Dang - I try to use real numbers to establish a baseline example, and you
manage to use a single word to demolish my attempts! Really helpful
mathematical counter-example you produced - not.

No math is necessary for this. Look up "qualitative analysis".




The conservation of momentum says that there cannot be an equal amount
of air moving upward at an equal speed.

I don't know what your problem is - maybe you are thinking this is a
rocket problem where no external fluids are involved and you can't get
your mind around the fact that THIS ISN'T A BLOODY ROCKET PROBLEM.
Whatever the case, you seem to be fixated on applying one conservation
law to one element in the entire system to the exclusion of everything
else.

The law I'm focussed on is the one that counts. It doesn't matter
whether the fluid is expelled from inside or whether it's an external
fluid diverted down by the surfaces of the craft.
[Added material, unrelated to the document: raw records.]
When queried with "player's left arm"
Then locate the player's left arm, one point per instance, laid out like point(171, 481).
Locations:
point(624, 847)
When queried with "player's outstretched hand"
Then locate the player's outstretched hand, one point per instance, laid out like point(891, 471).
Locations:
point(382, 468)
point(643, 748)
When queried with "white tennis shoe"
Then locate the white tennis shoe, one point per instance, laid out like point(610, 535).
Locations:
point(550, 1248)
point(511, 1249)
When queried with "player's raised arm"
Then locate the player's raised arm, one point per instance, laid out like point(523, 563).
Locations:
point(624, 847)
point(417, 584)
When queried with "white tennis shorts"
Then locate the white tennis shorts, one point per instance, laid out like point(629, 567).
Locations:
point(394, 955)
In order for there to be a continuous force W equaling the weight of the
craft acting on it, the craft must exert a force -W on the fluid. That
-W means that there is a downward change of momentum in the fluid. Since
the fluid is no accelerated indefinitely, there must be a continuous
flow (mass per unit time M/t) of the fluid accelerated to a velocity V
where the equation looks like:

-W = M/t * V

The velocity of the fluid will be:

V = -W/(M/t)

That is inescapable. If the craft weighs 9800N (newtons), and it moves
100kg of air every second, then the air must be moving downward (net,
now!) at 98 m/s.

I'm sorry if you don't get this, but it is very simple and absolutely
irrefutable.

--
Alan Baker
Vancouver, British Columbia
http://gallery.me.com/alangbaker/100008/DSCF0162/web.jpg